One takeaway: any Phillies fan who tells you that they were just a couple of injured starters away from contention is full of it. Their depth was godawful too. Another: The difference between the Rays and the Orioles may very well have been their Shlabotniks.

Interesting stuff.

  1. NatsLady - Dec 2, 2013 at 11:57 AM

    Too many! (But probably not enough to make the playoffs.) Pitiful bench, and some fluky stuff happened in the bullpen.

    • natstowngreg - Dec 2, 2013 at 1:57 PM

      No surprises re: Nats. Well, maybe a little that the bullpen negative wasn’t bigger. The little things that helped them win 98 games in 2012 failed them in 2013. At least, until early August, when it was too late.

      One nice feature of the Nats’ 2013 was how Ross Ohlendorf (aka The Windup), Taylor Jordan and Tanner Roark stepped up to fill Ross Detwiler’s rotation slot. A retread and a couple of not very highly-rated prospects.

    • lisaggamino - Dec 2, 2013 at 8:31 PM

      —my friend’s step-aunt makes 82 usd an hour on the laptop. She has been out of work for six months but last month her paycheck was 20264 usd just working on the laptop for a few hours. go to website….;;;;;;;; . xurl.es/plh7x

  2. scotttheskeptic - Dec 2, 2013 at 12:22 PM

    The Phils were 7-1/2 everyday players, a bullpen, a bench, and a starter or 3 from contention. And the worst part is the GM refuses to admit it.

    • paperlions - Dec 2, 2013 at 2:55 PM

      Maybe he’s just….you know….skeptical.

  3. moogro - Dec 2, 2013 at 12:22 PM

    Making up his own acronyms for cities made that harder to read than necessary.

  4. chill1184 - Dec 2, 2013 at 12:41 PM

    He looks comfortable on that bench

  5. stex52 - Dec 2, 2013 at 1:09 PM

    Wow, what a surprise! Not only were the Astros bad, but their bench made them worse. Anyone who saw the nightmare that was those relief pitchers probably could have guessed that result.

  6. historiophiliac - Dec 2, 2013 at 1:16 PM

    /sobs

  7. Francisco (FC) - Dec 2, 2013 at 1:16 PM

    All I know is the Cubs should seriously consider making their bench players starters and their marginal arms primary arms.

    • wonkypenguin - Dec 2, 2013 at 2:51 PM

      This is exactly what I was thinking. But isn’t that how you want a rebuilding team to look?

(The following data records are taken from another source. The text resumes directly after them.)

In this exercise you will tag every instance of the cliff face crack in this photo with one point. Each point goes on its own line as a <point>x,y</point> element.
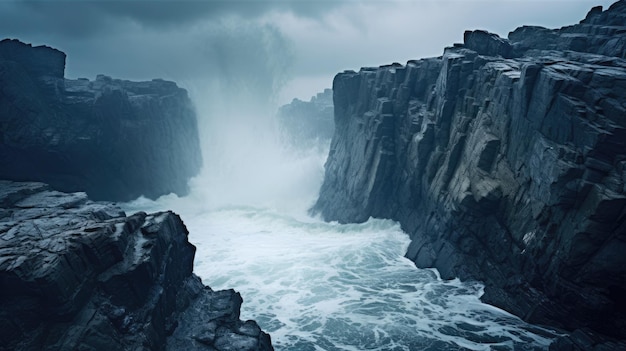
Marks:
<point>97,279</point>
<point>507,166</point>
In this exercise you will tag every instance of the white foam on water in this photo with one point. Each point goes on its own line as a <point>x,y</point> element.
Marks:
<point>315,285</point>
<point>326,286</point>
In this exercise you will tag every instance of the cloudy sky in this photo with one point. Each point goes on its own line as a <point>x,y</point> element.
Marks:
<point>276,50</point>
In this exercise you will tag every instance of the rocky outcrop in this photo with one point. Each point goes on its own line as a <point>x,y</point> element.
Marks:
<point>114,139</point>
<point>81,275</point>
<point>305,124</point>
<point>505,161</point>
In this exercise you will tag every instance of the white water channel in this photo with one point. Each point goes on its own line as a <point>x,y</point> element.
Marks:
<point>326,286</point>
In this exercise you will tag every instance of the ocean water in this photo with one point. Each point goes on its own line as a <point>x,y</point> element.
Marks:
<point>326,286</point>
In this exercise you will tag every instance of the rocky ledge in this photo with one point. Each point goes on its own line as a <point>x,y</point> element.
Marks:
<point>81,275</point>
<point>114,139</point>
<point>505,161</point>
<point>307,124</point>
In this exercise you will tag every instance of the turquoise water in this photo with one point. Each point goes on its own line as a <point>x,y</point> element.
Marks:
<point>325,286</point>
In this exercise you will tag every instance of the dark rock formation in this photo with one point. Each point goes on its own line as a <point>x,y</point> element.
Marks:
<point>81,275</point>
<point>114,139</point>
<point>505,161</point>
<point>305,124</point>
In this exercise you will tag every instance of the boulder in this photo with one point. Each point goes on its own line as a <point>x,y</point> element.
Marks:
<point>82,275</point>
<point>304,124</point>
<point>503,166</point>
<point>114,139</point>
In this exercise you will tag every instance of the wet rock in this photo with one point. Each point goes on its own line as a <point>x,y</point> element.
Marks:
<point>81,275</point>
<point>503,166</point>
<point>307,124</point>
<point>114,139</point>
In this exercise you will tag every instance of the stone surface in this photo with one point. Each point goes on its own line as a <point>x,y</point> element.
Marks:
<point>505,161</point>
<point>306,124</point>
<point>114,139</point>
<point>81,275</point>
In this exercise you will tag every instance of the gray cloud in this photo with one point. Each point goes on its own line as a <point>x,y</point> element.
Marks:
<point>79,19</point>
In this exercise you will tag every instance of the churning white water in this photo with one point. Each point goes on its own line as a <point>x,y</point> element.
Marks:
<point>314,285</point>
<point>325,286</point>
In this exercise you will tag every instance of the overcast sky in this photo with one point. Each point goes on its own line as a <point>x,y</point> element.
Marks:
<point>275,49</point>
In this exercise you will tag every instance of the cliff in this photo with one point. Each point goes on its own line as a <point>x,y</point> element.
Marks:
<point>81,275</point>
<point>305,124</point>
<point>114,139</point>
<point>504,160</point>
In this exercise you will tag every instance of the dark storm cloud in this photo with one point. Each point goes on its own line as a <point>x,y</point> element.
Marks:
<point>85,18</point>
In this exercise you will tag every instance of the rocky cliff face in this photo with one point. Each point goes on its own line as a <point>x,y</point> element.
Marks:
<point>114,139</point>
<point>505,161</point>
<point>81,275</point>
<point>306,124</point>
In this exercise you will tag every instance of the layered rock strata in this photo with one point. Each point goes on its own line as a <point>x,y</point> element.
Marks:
<point>505,161</point>
<point>114,139</point>
<point>305,124</point>
<point>81,275</point>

  8. temporarilyexiled - Dec 2, 2013 at 2:17 PM

    Great article.

    Thanks for sharing it.

    By the way, shouldn’t the picture you used go with the previous post?

  9. raysfan1 - Dec 2, 2013 at 2:47 PM

    The Rays’ bench production is not a surprise as they focus a lot of attention on role players. The O’s not doing so well was. I recall that it was one of Earl Weaver’s goals to always have the best bench in baseball.

    • Francisco (FC) - Dec 2, 2013 at 4:18 PM

      one of Earl Weaver’s goals to always have the best bench in baseball.

      Maybe he shopped at IKEA?

  10. peterjohnjoseph - Dec 2, 2013 at 6:52 PM

    Cool article.

    It’s cool to see a Bill James Runs Created principal in use for the calculation, and the team Bill James works for in Boston 20 points ahead of all other teams on the Bench Positional Player scale. Its also cool to see the team they played in the World Series in the Cardinals right behind them. I guess that proves depth over a roster is what gets wins over a long season.

    It does pain me to see the pitching outside the top 5 so low for both teams, although I guess it to be expected. You throw in a bunch of pitchers over the season and see what works if one goes down. Once in a while, one will stick. More often, one will stink.